I've shown how the missions teeter on the edge due to secularization and their destruction due to inept and unqualified administrators.
And the novel has already reached over 100,000 words! To cover all of the above would take, at least, another 50,000 words.
I've done all the research and know exactly what happened, when, where and by who. Writing it all out in novel form doesn't bother me.
Is that too much for historical fiction?
Or, can I jump ahead and do a retro where the main characters tell of what happened as if making an entry into a personal journal?
What would you do?
Re: Kinda Stuck
Posted: February 6th, 2014, 5:13 pm
Three writing principles come to mind: focus, specificity, and personal experience. What happens at one mission to one focal character from the character's perspective due to larger forces.
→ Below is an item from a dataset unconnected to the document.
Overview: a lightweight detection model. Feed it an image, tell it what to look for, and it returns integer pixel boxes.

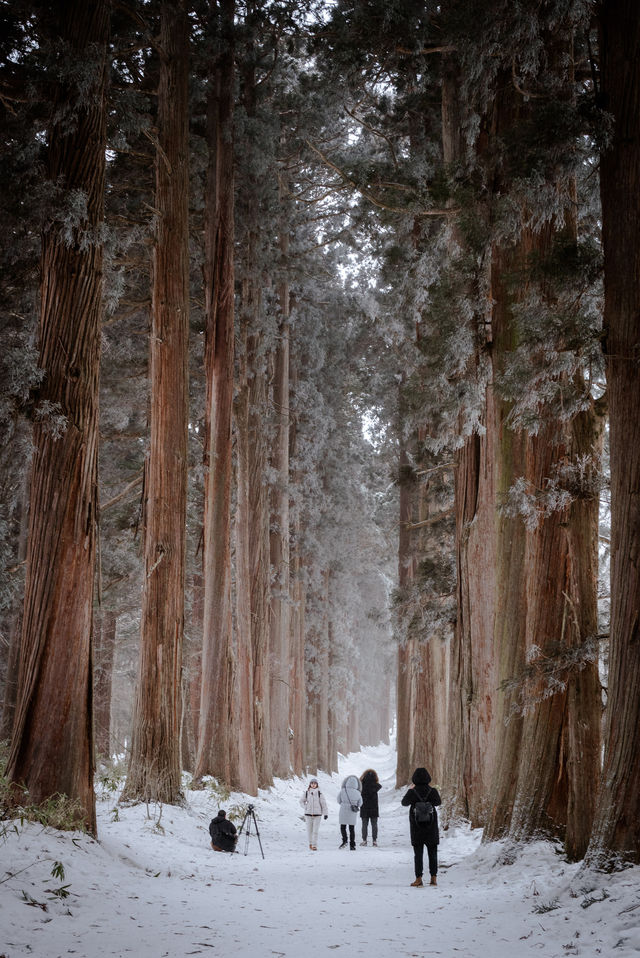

This is how James Michener managed large sweeps of time and space. Fyodor Dostoevsky too. No one wants to read a bland history report; they went to read about the personal and emotional life complications historical events cause individual people personally. This is about developing the illusion of reality participation mystique for readers so they are in the moment of the action, supporting and feeling and caring and curious about the personal persons' struggles to cope with life's complications.
Re: Kinda Stuck
Posted: February 7th, 2014, 3:42 pm
How relevant is the characters' involvement in all that big-picture stuff to the main thrust of your plot?
If, for example, the MC's involvement in the gubernatorial succession is going to have a significant impact on how he deals with the novel's main climax/resolution, then I'd say go with the detailed approach and show his involvement. If, on the other hand, the governor situation is just a backdrop to the story's main action, you could get away with a retro.
I would think historical fiction readers would have more tolerance for digressions due to an inherent interest in the subject, but you still don't want to stray too far from the main focus of your story. Does that make sense?
Re: Kinda Stuck
Posted: February 7th, 2014, 9:18 pm
Thanks to both for the comments.
The two main characters - James and his wife, Teresa - have just ridden from San Diego back to Carmel. They learn that James' father - Timothy, one of the main characters of the first three books - had died from a fall from the top of the mainmast of the fishing boat, Responding to the request of the Father Prefect of the missions, they will continue their trek north beyond San Francisco to Napa.
From that point on, their actual involvement is watching the various missions be destroyed by the Mexican government in an effort to "return them to the Indians" which actually opens the doors for giving the land away to the Europeans. They watch the Indians die of starvation or become slaves of the Californio Rancheros.
Having been born in 1769, they are elderly when the Americans first come to California only to return later to take the land from Mexico. Their total effort is to keep what they have, somewhat of a problem as James is a half-breed Mestizo and Teresa is a full-blooded Indian.
It ain't gonna be easy but I'll keep my nose to the grindstone.